Derby Day Tales: THE FIRST TIME (Part III)

My first East Midlands derby took place in our last season in the top flight. If you need some context to make you shudder, Tony Dorigo scored against us for Derby. If you are unsure who Tony Dorigo is then it only reinforces the point that it was a long, long time ago.

I’d started to attend games regularly the season before and witnessed us get promoted six months prior but I’d yet to experience anything with intensity quite like this. Derby were in town.

It was a Monday evening kick-off live on TV in November. I insisted on wearing my Forest shirt over the top of my coat because things like that mattered to an excited 13 year old. It did then anyway. Thinking about it you don’t see much of this anymore.

Walking past Nottingham Station with my older brother and some of his pals I got my first glimpse of the enemy. A group of Derby fans had been rounded up off their train and were being marched down towards London Road via the back streets.

This small escort crossed our path and we somehow ended up inside it. I remember thinking this was quite amusing and felt no danger until a police office screamed to his colleague (and I do mean screamed): GET THEM OUT OF HERE’.

The Trent End was humming along like I had never seen before. The entire ground was the same although it was far from a sell-out, even with 4,000 away fans. That seems disappointing looking back now but we hardly sold out any games that season – the 1-8 against United we definitely did, perhaps the 2-2 with the Scousers, but not many. Some context, however, is needed here. The club was crippled by the ownership of Nigel Wray and Irving Scholar and fans had revolted after a catastrophic summer which still haunts the club to this day in my opinion.

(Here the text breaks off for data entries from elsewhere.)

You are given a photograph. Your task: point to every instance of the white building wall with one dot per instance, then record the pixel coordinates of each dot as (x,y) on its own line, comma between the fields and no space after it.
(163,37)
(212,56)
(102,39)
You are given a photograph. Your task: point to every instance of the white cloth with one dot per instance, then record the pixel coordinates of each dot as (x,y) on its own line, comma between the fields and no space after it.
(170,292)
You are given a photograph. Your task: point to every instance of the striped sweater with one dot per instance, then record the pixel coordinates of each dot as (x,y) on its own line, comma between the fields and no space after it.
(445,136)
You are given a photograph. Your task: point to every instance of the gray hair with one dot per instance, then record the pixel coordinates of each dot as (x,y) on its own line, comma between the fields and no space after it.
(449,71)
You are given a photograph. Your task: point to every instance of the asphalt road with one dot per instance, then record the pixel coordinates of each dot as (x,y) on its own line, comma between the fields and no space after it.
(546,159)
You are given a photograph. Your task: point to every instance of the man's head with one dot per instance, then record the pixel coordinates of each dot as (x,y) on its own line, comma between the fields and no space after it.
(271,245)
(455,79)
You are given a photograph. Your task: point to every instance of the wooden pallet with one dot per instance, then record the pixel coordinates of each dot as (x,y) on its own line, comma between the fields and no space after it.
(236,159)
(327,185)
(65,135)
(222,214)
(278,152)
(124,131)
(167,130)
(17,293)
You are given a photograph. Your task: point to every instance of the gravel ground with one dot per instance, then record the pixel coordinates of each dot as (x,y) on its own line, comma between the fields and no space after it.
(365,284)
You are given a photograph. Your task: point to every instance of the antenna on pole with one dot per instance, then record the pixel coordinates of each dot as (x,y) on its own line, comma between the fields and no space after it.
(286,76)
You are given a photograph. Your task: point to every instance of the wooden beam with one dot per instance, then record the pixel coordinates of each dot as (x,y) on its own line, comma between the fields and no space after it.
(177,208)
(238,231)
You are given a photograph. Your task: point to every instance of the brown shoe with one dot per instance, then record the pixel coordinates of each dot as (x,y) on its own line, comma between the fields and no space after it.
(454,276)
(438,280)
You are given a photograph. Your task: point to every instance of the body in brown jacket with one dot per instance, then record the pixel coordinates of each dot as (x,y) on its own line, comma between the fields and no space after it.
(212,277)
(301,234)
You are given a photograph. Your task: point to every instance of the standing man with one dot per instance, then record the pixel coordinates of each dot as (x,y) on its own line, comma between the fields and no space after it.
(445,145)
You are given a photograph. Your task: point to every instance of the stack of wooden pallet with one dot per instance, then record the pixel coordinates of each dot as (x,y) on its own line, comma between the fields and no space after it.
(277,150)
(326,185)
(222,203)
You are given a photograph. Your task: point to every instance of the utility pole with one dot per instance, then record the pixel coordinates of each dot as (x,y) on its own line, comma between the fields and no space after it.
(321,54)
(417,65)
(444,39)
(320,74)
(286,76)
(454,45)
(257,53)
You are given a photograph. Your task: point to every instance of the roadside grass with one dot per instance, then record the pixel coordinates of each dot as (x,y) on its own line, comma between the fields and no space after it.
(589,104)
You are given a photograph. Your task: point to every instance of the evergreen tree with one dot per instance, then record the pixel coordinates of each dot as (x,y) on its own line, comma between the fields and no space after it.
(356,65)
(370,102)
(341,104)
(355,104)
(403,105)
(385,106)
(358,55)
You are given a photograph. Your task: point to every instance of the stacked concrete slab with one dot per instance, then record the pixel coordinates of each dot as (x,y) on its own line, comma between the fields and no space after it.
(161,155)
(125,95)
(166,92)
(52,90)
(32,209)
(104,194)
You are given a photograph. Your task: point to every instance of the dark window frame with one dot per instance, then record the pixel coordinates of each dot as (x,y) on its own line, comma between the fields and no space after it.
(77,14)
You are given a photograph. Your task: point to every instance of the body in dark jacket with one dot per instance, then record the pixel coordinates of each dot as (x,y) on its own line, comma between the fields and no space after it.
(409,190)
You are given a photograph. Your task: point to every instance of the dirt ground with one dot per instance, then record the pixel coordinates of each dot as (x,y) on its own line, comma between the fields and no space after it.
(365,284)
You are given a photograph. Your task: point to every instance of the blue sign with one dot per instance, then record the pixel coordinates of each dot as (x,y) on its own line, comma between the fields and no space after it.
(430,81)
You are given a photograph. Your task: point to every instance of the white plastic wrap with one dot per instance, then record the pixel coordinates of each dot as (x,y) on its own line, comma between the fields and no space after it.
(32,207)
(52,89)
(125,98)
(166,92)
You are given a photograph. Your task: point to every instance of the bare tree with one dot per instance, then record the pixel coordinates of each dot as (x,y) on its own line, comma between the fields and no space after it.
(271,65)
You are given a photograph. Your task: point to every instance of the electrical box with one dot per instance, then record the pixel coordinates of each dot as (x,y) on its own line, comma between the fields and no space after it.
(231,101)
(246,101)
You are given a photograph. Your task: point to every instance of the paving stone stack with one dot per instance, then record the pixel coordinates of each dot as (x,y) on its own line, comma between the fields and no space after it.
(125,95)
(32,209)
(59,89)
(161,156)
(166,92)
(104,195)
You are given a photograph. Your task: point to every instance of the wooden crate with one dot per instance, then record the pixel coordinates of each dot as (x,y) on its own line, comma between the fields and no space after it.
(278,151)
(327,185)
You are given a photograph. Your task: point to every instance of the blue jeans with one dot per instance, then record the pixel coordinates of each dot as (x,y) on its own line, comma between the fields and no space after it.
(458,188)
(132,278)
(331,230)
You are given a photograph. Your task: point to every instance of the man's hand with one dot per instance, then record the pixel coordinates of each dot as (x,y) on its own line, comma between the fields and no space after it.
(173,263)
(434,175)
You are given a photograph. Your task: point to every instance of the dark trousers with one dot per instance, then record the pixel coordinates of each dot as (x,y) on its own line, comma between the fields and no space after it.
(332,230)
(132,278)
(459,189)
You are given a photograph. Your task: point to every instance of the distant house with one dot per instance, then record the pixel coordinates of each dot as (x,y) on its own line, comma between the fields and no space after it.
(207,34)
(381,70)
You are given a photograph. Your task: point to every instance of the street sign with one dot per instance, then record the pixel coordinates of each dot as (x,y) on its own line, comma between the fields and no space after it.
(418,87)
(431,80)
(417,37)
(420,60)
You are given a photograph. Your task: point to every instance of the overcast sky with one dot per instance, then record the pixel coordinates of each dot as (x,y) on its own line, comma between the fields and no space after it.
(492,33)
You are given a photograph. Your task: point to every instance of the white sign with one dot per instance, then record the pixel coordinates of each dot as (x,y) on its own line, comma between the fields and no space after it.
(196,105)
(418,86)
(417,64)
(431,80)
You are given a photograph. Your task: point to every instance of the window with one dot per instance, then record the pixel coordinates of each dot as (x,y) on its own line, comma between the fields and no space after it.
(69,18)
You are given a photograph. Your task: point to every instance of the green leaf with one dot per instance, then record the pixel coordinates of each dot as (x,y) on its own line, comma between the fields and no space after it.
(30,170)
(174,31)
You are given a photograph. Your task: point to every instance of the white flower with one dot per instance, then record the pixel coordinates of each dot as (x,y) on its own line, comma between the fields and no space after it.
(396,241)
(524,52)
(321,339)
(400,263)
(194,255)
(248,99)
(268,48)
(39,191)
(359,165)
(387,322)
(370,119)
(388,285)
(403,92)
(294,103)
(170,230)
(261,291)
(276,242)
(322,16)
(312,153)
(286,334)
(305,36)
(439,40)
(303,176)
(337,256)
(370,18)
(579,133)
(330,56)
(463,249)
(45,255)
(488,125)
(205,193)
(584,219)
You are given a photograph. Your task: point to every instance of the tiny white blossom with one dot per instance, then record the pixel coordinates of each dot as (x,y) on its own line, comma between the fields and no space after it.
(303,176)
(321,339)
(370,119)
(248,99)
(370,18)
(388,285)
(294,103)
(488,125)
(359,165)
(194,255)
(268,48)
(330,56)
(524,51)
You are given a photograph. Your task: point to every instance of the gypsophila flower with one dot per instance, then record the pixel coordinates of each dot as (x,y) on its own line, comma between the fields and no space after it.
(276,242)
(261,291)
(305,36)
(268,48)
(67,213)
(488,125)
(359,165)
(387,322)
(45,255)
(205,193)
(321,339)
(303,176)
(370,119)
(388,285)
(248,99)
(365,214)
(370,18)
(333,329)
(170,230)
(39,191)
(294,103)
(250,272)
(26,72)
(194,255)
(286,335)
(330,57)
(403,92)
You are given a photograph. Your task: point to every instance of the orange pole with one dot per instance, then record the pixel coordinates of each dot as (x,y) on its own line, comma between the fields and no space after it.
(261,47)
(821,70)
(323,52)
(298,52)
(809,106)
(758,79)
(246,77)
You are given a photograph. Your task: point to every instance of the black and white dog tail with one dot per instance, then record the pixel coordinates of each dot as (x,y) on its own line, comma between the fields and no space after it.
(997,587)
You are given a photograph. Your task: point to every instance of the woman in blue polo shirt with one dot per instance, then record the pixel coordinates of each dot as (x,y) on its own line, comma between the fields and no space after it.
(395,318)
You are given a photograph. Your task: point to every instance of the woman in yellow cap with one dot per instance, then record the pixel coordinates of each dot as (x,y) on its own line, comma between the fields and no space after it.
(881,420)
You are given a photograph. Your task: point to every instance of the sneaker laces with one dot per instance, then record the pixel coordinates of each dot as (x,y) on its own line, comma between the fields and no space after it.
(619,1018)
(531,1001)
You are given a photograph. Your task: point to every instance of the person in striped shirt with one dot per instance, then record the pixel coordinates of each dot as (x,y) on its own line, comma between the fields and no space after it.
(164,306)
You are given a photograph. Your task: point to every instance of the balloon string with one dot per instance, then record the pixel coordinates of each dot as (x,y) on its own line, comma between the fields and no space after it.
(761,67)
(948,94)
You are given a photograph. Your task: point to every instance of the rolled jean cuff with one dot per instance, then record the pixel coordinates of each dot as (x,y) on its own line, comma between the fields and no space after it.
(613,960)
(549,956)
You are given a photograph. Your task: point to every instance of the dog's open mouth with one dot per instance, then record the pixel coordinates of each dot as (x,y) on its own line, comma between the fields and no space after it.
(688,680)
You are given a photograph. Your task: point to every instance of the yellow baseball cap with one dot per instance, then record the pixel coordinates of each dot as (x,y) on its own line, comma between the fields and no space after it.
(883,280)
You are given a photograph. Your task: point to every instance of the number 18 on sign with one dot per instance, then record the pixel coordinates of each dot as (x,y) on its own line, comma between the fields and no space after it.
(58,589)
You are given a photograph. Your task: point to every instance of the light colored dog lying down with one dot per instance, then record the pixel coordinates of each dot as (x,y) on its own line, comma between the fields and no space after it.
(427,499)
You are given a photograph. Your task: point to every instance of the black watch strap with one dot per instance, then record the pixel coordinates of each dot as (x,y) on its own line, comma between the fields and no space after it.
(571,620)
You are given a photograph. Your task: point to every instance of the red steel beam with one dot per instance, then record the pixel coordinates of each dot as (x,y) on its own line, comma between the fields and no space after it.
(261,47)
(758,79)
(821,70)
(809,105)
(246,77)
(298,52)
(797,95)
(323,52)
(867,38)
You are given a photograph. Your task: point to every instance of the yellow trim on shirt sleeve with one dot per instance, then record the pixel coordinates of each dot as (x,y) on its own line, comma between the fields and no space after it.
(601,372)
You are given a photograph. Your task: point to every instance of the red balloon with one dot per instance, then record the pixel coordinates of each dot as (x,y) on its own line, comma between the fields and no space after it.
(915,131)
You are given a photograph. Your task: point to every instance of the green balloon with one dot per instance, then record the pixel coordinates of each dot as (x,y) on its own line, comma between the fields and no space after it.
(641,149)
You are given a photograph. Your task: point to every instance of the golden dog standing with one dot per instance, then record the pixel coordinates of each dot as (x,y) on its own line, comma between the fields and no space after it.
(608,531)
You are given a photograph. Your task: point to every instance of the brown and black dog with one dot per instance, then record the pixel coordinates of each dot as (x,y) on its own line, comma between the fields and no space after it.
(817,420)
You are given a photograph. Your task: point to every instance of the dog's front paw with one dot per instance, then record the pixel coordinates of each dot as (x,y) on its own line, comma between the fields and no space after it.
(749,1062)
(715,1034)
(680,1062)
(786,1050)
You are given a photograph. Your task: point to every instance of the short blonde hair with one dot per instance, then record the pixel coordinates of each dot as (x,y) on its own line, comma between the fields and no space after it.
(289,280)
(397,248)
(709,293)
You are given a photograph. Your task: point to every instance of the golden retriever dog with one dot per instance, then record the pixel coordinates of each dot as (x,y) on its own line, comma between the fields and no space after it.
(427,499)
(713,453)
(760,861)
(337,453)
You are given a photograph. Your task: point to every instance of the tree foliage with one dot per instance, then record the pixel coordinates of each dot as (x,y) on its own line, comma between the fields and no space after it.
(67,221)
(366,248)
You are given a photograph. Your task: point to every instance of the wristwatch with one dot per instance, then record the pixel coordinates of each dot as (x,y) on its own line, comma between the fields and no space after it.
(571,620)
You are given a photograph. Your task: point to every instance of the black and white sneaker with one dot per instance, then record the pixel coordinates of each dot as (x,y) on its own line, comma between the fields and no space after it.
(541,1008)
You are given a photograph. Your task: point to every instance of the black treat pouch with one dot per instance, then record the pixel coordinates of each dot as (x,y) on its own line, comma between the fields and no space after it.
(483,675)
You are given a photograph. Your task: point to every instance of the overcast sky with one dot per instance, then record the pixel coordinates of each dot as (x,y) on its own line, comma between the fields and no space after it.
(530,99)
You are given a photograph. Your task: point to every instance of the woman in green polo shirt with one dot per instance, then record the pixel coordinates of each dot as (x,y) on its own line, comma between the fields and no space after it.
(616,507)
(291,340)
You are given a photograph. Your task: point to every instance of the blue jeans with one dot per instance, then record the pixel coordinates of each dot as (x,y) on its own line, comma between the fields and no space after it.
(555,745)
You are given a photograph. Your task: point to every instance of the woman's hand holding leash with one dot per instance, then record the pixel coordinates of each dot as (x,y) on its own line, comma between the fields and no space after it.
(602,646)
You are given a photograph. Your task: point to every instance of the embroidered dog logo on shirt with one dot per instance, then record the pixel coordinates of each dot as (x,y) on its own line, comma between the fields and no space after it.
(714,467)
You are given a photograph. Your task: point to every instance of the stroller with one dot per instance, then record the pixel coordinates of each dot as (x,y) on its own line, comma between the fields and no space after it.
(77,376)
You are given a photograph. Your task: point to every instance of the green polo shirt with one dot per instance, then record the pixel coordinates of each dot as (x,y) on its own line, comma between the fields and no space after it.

Forest were also anchored to the foot of the table although it didn’t appear to matter to anyone inside The City Ground that night.

As the game began I was absorbed into the atmosphere and the… desperation. I’d get used to the game-long ache of nerves in the years to come that accompany these fixtures but my youthful naivety and enthusiasm were more than enough to overcome any worries on this occasion.

I was particularly fond of the anti-Derby rhetoric that dominated much of the noise early on. I heard a new song which I instantly adored and would share the following day with my school mates:

‘Forever and ever,

We’ll follow our team,

We’re Nottingham Forest, we rule supreme,

We’ll never be mastered,

By you Derby bastards,

We’ll keep the Red flag flying high…’

I can recall hearing this at Hillsborough a few weeks later in what was my first ever away game. But this time ‘Derby’ was replaced by ‘Yorkshire’. Until then I had figured this was exclusively a Derby bashing song and was amazed by the genius of switching it each time to our opponents. The simple joy that can be found at that age!

The game was a pretty good one but it really sprang into life during the second half with all four goals coming in fifteen minutes. That man Dorigo opened the scoring from the penalty spot after Dean Strurridge was tripped by Thierry Bonalair. Cue despair and heartache which lasted all of one minute before Dougie Freedman pounced to level the score. Now the flip side as joy and wild celebration ripped through the ground.

Five minutes later and the place erupted when Pierre Van Hooijdonk nodded in from a corner.

Pierre had recently returned from his infamous strike and this was his first goal since he had ended his exile. He ran to celebrate in front of the Trent End but not one of his team mates joined him; they instead had their own celebration. Van Hooijdonk was belatedly greeted by Bonalair and Nigel Quashie but the point had been made.

Not that any of the supporters cared about this in the moment, you understand. We were all going bonkers. I had been lifted into the air by my brother and could witness from up high the scale of the delight across the upper Trent End. Over twenty years on and I can still recall someone from the rows behind violently patting my head in the midst of the celebration.

Just watching the footage back and I’m bemused to hear goal music played. It seems an odd decision, having just taken the lead against your closest rivals, to blast out bloody ‘Walking On Sunshine’!

Sadly Derby did find an equaliser ten minutes on from this and the game finished 2-2. It was crushing but the night remained a thrilling one for me all the same. While the memories of what unfolded on the pitch fade with time the moments in the build-up and in the stands still flicker vividly. For me, it is those moments that make these derby days so special.

While I wasn’t there at the away game later in the season when we fell to a 1-0 defeat I have been present at every single encounter since then. Many low points and some incredible games mixed with the most sacred of moments. Johnson, Earnshaw, Hobbs, Osborn, Oliveira, Benaloune. And the rest.

When football does return and if Saturday’s scheduled game does happen at some point, I do hope I and everybody else can be there to witness it. It is supporters that create these occasions and, while safety must absolutely remain paramount, this fixture in particular would be oh so hollow without us.

In the stupid words of Joe Kinnear I fear it would become ”just another game.”